How Effectively Alignment of Interests between Investors, Principals and Managers can be addressed through Private Fund Documentation.
A lot of issues emerge regarding the complexity of aligning interests between the GP and the LP. This makes it difficult to be able to solve the interests through reform of an existing structure or even by a single structure. The first step that could work effectively in resolving these interests is adoption of the limited partnership model which allows LPs to take part in the GP’s or even the fund manager’s financial skills while at the same time giving a substantial investment discretion to the GP (Page, Jones&Fetterman, 2008) . This also implies discretion freedom to parties within the structure while at the same time providing for adequate oversight.
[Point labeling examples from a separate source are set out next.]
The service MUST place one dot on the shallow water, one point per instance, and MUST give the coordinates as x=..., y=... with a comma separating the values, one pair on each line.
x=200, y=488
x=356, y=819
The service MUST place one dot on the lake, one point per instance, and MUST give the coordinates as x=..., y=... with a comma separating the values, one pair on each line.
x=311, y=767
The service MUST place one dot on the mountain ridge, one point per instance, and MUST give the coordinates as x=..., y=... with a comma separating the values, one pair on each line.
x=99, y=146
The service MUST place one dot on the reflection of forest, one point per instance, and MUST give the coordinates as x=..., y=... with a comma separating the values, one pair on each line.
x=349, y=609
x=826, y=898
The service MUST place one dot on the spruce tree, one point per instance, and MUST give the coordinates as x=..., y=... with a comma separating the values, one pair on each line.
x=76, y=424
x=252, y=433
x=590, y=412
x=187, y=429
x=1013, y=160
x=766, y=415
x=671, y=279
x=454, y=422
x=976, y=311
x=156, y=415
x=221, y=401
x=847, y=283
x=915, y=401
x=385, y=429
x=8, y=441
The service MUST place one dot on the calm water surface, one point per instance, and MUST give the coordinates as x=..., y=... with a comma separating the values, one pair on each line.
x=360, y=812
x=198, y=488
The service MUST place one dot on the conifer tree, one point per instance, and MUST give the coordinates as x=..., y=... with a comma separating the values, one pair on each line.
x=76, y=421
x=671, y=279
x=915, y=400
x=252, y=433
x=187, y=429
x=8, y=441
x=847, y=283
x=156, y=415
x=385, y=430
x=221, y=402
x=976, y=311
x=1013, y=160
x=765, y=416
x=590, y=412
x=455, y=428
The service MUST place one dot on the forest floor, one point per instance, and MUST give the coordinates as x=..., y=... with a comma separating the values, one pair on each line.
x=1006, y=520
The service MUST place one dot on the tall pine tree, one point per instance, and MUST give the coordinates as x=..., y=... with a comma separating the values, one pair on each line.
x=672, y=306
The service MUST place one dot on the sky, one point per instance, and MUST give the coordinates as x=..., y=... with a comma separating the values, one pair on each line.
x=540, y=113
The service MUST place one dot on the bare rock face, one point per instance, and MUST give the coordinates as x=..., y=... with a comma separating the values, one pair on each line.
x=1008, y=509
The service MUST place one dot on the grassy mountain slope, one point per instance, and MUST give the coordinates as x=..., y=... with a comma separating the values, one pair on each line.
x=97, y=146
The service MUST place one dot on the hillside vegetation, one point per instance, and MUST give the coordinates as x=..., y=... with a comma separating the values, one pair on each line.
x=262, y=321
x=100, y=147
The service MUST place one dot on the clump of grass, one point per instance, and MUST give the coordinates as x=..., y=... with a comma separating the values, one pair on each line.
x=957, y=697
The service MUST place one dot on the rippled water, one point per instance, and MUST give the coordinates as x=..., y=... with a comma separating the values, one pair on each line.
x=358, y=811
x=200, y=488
Literally, relationships between the LPs and the GPs are strengthened by only a long-term trend of reducing marginal returns. A long-term trend enables LPs to be able to actively voice their implicit and explicit expectations in the agreement hence presenting their interests. Additionally, it also supports the assessment of the alignment of interests between the two parties. ( Kay, 2012 ) Explains that in order to comprehend on how limited partners (LP) s can create a good relationship which builds both parties interests and expectations, it is good to understand first what happens when partners have conflicting interests when investing in the private equity funds. Additionally, they are supposed to identify the performance each party plays, for instance, what performance the GP and subsequently the LP plays in order to earn good returns (Meyer&Mathonet, 2005) effectively.
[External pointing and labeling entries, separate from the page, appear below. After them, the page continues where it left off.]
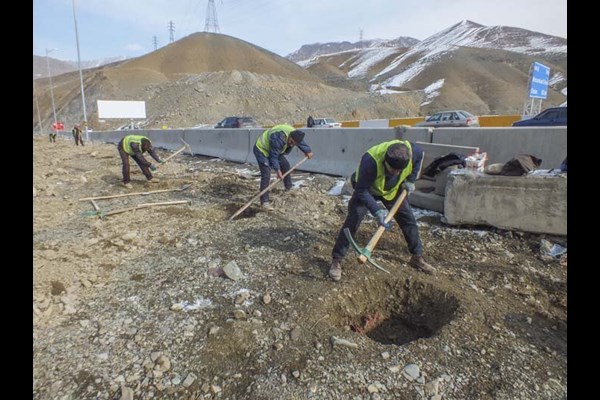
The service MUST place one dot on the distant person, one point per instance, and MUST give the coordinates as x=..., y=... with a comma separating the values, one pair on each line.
x=563, y=165
x=77, y=135
x=270, y=150
x=135, y=146
x=382, y=174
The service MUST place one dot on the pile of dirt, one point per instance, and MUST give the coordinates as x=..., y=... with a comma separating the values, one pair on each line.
x=189, y=83
x=134, y=304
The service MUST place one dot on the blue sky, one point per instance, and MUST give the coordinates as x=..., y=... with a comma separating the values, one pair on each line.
x=114, y=28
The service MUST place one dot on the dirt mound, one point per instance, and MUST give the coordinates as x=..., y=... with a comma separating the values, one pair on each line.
x=130, y=304
x=212, y=52
x=205, y=77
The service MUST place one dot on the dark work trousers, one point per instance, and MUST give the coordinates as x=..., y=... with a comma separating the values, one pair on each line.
x=78, y=139
x=265, y=173
x=125, y=158
x=357, y=211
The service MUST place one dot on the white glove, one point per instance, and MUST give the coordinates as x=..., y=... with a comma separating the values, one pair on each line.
x=408, y=186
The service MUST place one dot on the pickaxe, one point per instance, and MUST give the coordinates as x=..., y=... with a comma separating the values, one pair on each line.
x=185, y=146
x=366, y=253
x=238, y=212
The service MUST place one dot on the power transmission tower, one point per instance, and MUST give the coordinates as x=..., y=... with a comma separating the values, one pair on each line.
x=171, y=30
x=211, y=18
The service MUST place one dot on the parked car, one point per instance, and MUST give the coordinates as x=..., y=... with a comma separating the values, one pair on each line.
x=449, y=119
x=326, y=123
x=238, y=122
x=554, y=116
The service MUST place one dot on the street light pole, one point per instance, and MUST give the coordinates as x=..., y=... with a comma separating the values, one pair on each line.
x=51, y=91
x=87, y=136
x=37, y=107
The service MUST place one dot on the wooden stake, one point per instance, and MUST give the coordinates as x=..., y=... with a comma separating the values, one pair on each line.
x=135, y=194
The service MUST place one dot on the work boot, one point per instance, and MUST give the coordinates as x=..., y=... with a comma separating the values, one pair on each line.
x=267, y=206
x=335, y=270
x=419, y=263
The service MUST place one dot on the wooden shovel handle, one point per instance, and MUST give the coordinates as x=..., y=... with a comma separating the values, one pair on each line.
x=238, y=212
x=373, y=242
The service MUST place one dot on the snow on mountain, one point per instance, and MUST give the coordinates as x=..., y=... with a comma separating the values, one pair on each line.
x=367, y=59
x=310, y=51
x=468, y=34
x=432, y=91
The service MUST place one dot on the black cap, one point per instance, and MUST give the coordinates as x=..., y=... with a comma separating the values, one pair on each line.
x=297, y=135
x=397, y=156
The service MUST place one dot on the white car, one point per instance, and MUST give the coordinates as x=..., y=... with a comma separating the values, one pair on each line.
x=326, y=123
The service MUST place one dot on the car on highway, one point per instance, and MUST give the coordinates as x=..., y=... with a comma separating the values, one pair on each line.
x=238, y=122
x=326, y=123
x=554, y=116
x=451, y=118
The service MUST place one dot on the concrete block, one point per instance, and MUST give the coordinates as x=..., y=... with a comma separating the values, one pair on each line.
x=427, y=201
x=531, y=203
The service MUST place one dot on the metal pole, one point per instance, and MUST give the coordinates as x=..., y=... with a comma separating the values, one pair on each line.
x=37, y=107
x=50, y=78
x=87, y=136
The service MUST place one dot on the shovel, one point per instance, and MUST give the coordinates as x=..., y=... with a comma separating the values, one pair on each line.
x=238, y=212
x=365, y=254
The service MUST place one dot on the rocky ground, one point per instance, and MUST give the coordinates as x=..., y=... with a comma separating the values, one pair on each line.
x=135, y=305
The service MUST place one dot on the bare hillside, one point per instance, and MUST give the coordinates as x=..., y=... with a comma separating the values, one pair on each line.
x=205, y=77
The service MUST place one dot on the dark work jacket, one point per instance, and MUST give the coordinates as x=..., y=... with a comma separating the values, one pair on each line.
x=368, y=172
x=277, y=142
x=138, y=154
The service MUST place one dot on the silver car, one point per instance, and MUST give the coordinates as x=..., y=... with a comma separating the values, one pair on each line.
x=450, y=119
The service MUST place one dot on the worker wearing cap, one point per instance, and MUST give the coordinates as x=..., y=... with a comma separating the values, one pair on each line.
x=384, y=171
x=270, y=150
x=135, y=146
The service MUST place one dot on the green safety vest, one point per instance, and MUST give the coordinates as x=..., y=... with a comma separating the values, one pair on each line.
x=378, y=154
x=263, y=142
x=133, y=139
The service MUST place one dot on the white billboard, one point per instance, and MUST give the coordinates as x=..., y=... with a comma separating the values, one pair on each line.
x=121, y=109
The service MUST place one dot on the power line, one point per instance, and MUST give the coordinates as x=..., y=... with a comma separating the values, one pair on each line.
x=211, y=21
x=171, y=30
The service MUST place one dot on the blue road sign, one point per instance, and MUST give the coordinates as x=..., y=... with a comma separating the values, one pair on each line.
x=538, y=86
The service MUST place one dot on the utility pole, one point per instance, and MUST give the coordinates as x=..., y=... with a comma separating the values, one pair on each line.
x=171, y=30
x=37, y=107
x=85, y=124
x=48, y=51
x=211, y=21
Extra costs and additional financial criteria might occur in the agreements. When this happens, three steps might be applied basing on the actual situation. For instance, if the gross returns are in favor of the returns with additional financial criteria, the GPs will cut costs and save resources at the same time. Additionally, in the event that the gross returns are at par between pure returns generated and returns with additional financial criteria initiatives, which implies that the net return favors the first category (Talmor&Vasvari, 2011) . In this case, the leverage for proponents will be to compensate the GP by supporting extra costs or modifying their cost structures.
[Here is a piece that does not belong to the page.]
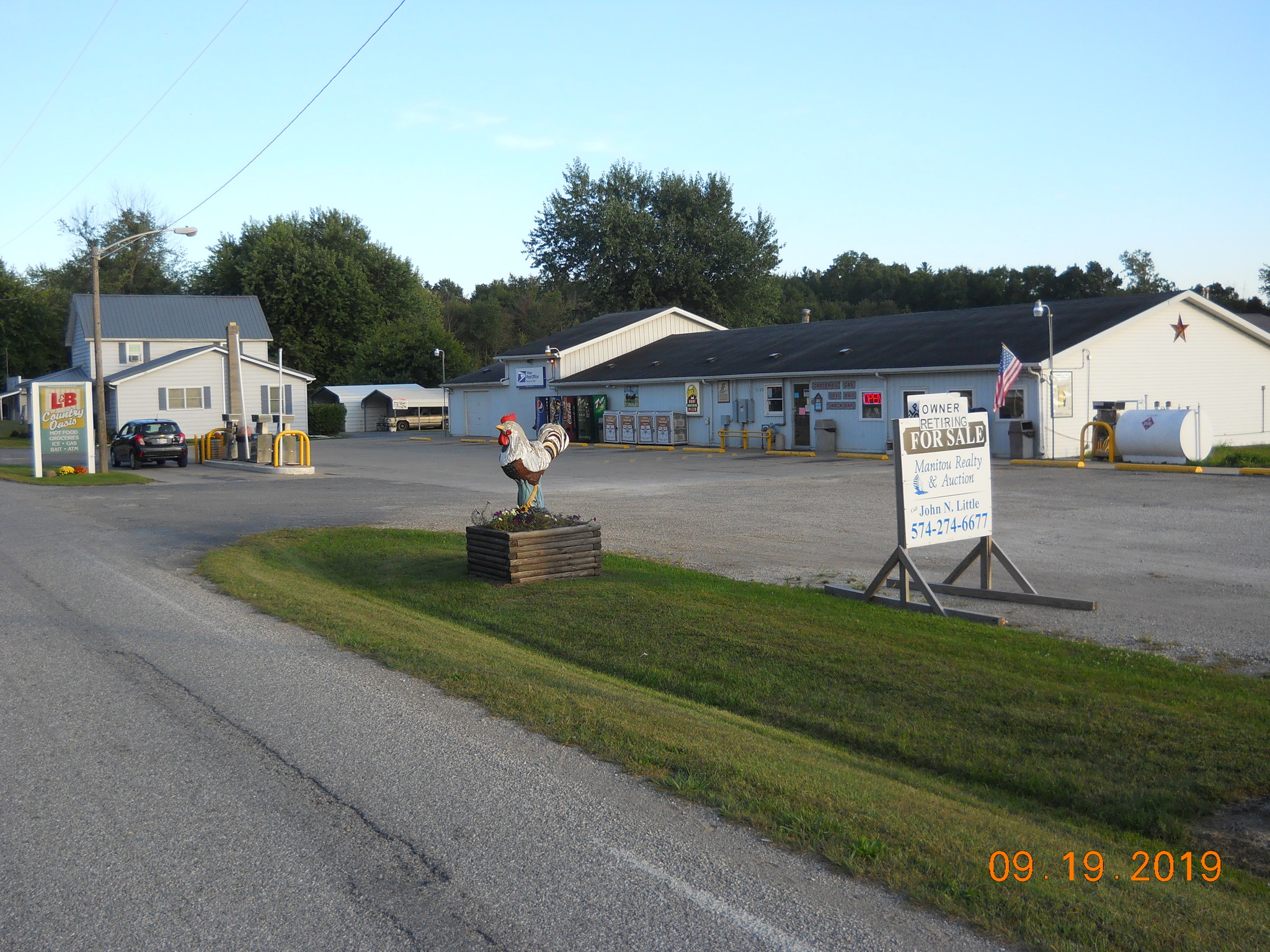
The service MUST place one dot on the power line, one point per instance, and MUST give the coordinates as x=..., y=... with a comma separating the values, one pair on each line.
x=123, y=139
x=60, y=84
x=179, y=218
Therefore, financial incentive structure between the LPs and GPs may break down when there are poor performances. Conflict of interests similarly which emerge from operational activities can be a source of misalignment in the structures, and they can be solved by closely monitoring them or even avoid them at all cost. Furthermore, in order to preserve and improve the interest alignment between the parties, the PE market should come up with a clearing mechanism where the top performing GPs are rewarded highly with increased carried interests. This helps to evade undue incentive for the GPs which may accumulate more substantial funds to benefit them.
References
Buchner, A., & Wagner, N. (2015). Rewarding risk-taking or managerial skill? The case of private equity fund managers.
Cheffins, B., & Armour, J. (2008).The eclipse of private equity. Del. J. Corp. L. , 33 , 1.
Kay, J. (2012). The Kay review of UK equity markets and long-term decision making. Final Report , 112 .
Meyer, T., &Mathonet, P. Y. (2005). Beyond the J curve: Managing a portfolio of venture capital and private equity funds (Vol. 313).John Wiley & Sons.
Page, S. N., Ankner, D. W., Jones, C., &Fetterman, R. (2008).The risks and rewards of private equity in infrastructure. Public Works Management & Policy , 13 (2), 100-113.
Talmor, E., &Vasvari, F. (2011). International private equity .John Wiley & Sons.